I'm not the OP and my kids don't have autism. However, we mix with a big range of other home ed families, many of whom have special needs. Several years ago, a survey conducted by the biggest home ed charity in England found that unmet special needs was the top reason for parents to remove kids from school. So you aren't alone.

My younger child has a learning disability, was delayed across the board, and was also physically disabled until she was about eight. I was already home educating her older sibling out of choice, and when I saw that dd2 wasn't a typically developing child there was no question in my mind that I didn't want to subject her to the school system which was not designed for her. Even with great teachers and the best will in the world, there is no way the concept of differentiation can be right for a 6yo whose developmental need is to change dolly nappies rather than do a maths lesson. If you give her a TA, put her in the corner and let her do her own thing, what's the point of being in the classroom? She has been happier with family and friends.

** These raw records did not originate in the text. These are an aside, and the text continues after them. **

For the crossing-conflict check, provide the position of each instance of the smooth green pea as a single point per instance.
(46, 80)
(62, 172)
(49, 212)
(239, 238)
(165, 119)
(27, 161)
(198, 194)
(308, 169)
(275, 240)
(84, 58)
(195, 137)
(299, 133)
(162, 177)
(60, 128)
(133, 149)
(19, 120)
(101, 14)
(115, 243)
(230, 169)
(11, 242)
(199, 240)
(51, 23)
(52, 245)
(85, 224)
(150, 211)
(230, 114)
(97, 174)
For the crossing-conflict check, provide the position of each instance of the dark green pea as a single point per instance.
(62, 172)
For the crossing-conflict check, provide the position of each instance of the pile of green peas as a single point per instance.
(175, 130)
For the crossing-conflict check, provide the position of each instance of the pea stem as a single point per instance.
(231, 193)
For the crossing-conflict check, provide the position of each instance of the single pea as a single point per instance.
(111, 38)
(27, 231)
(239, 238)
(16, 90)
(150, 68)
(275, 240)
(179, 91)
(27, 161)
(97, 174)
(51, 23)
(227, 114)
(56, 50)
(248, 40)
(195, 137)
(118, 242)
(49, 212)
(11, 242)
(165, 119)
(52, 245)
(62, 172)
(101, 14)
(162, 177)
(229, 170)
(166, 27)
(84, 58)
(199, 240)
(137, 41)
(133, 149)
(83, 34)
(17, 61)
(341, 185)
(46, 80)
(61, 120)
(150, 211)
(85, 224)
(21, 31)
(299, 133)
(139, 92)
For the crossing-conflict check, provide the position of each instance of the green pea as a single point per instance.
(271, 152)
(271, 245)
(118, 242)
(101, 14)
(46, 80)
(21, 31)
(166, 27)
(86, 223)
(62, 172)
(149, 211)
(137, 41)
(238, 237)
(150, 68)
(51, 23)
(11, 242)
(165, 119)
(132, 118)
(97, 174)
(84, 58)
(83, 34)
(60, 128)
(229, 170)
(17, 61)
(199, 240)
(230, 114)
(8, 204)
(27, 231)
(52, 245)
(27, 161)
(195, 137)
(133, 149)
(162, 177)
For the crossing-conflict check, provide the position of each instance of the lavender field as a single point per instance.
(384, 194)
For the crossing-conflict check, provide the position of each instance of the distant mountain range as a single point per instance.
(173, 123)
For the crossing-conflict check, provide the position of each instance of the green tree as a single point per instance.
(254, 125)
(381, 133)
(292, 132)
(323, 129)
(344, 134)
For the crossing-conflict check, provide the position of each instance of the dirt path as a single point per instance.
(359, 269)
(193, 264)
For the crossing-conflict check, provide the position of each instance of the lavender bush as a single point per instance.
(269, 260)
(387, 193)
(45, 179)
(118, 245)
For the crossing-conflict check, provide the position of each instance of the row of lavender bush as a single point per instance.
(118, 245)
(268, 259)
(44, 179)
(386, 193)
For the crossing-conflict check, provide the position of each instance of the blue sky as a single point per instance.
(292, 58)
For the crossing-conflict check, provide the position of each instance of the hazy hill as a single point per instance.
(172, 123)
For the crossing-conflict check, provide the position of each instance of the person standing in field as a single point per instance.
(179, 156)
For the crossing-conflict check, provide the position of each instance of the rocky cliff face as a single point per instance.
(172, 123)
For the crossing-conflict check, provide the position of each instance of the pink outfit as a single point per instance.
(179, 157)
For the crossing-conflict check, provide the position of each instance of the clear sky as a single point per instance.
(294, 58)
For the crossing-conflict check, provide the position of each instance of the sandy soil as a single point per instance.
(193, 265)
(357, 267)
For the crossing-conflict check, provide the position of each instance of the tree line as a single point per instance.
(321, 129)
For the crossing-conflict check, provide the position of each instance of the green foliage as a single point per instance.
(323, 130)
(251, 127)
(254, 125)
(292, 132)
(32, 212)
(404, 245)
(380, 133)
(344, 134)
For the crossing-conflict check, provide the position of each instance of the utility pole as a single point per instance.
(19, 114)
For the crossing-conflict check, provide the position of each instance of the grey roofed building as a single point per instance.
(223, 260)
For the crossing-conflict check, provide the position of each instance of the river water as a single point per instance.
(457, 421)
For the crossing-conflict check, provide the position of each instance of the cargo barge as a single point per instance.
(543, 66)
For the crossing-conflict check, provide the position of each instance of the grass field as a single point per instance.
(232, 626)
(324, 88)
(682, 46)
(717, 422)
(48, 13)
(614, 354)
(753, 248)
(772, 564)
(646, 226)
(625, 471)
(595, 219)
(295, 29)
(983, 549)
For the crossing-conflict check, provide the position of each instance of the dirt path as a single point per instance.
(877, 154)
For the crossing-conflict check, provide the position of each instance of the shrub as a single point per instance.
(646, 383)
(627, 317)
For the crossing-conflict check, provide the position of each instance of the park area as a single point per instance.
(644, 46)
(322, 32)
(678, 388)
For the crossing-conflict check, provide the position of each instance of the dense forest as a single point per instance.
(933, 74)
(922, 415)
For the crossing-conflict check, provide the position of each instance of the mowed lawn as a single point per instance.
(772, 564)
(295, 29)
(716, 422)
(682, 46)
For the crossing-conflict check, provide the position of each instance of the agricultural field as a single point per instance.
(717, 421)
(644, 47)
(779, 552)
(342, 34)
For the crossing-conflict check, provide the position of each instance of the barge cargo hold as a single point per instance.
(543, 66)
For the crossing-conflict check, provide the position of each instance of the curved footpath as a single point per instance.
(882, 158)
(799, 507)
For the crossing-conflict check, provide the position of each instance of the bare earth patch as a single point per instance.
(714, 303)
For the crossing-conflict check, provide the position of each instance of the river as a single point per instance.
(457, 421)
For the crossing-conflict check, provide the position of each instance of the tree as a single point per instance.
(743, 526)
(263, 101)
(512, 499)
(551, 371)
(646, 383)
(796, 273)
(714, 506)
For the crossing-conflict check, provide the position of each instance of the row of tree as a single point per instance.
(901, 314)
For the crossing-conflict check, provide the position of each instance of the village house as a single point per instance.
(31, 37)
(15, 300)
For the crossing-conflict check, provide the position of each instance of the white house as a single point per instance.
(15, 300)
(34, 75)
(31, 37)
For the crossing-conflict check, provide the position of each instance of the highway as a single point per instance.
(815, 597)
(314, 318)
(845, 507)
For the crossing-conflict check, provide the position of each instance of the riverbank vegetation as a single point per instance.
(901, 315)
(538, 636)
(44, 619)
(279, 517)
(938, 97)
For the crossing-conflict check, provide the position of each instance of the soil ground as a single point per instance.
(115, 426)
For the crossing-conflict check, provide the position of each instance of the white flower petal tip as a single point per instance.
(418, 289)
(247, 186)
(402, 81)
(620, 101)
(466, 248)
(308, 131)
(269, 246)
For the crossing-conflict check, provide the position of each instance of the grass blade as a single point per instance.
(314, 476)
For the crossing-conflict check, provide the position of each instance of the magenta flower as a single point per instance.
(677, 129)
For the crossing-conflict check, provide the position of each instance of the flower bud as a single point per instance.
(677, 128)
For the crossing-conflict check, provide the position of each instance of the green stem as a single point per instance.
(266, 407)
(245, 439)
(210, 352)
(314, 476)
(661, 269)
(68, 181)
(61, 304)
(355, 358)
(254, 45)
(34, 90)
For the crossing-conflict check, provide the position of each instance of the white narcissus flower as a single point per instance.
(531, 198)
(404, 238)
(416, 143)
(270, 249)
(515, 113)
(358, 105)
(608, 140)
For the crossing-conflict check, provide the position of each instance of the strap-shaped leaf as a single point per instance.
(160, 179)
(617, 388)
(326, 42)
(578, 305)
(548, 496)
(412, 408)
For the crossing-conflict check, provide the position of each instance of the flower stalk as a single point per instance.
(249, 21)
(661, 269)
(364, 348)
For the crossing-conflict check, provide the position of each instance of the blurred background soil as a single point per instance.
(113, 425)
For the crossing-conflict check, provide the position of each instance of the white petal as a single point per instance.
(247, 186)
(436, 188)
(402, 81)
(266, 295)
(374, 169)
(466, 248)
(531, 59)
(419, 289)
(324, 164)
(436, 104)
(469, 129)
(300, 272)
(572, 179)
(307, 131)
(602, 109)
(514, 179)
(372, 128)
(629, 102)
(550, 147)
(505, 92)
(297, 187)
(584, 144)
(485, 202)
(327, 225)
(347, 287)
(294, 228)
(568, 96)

She's 14 now. Her childhood has been all about what she wants and needs, not about making her fit. You can sometimes hammer a square peg into a round hole, but not without damaging the peg. She has developed in her own time, without feeling that anything was "wrong" with her. I have a confident, happy kid, which is the most important thing to me. This year she learned to read, having been assured by me that she WOULD manage it one day when she was ready and interested, that she might or might not need some extra help, that people learn this skill at different ages and there are all sorts of ways to do it. She was motivated by a desire to exchange messages with her friends during lockdown, and she used the speech-to-text feature of her tablet. The other day she read me a four-paragraph email from her uncle, almost without a pause.

There has been no hurry about reading, because she could learn in other ways until that skill developed: through conversation, experimentation, observation, watching documentaries, playing. She hasn't been "behind"; she has just been learning other things than how to write "Tuesday".

In home ed circles, it is often said that learning is a journey, not a race. Schools can't allow the time for that journey. Can you imagine a school NOT pressurising a child to learn to read, and just waiting until she was ready? They don't even leave five year olds who don't want to read!

My daughter still seems quite young and it feels surreal to think that many of her age peers are in the throes of GCSEs. She is starting to think about her future and says that she might like to be a bicycle mechanic or a mum, both ambitions which suit her skills and interests. We haven't needed an EHCP, but I plan to apply for one in case it helps with college. I somewhat doubt she will be focused enough for college at 16, but she can go later. There's no rush.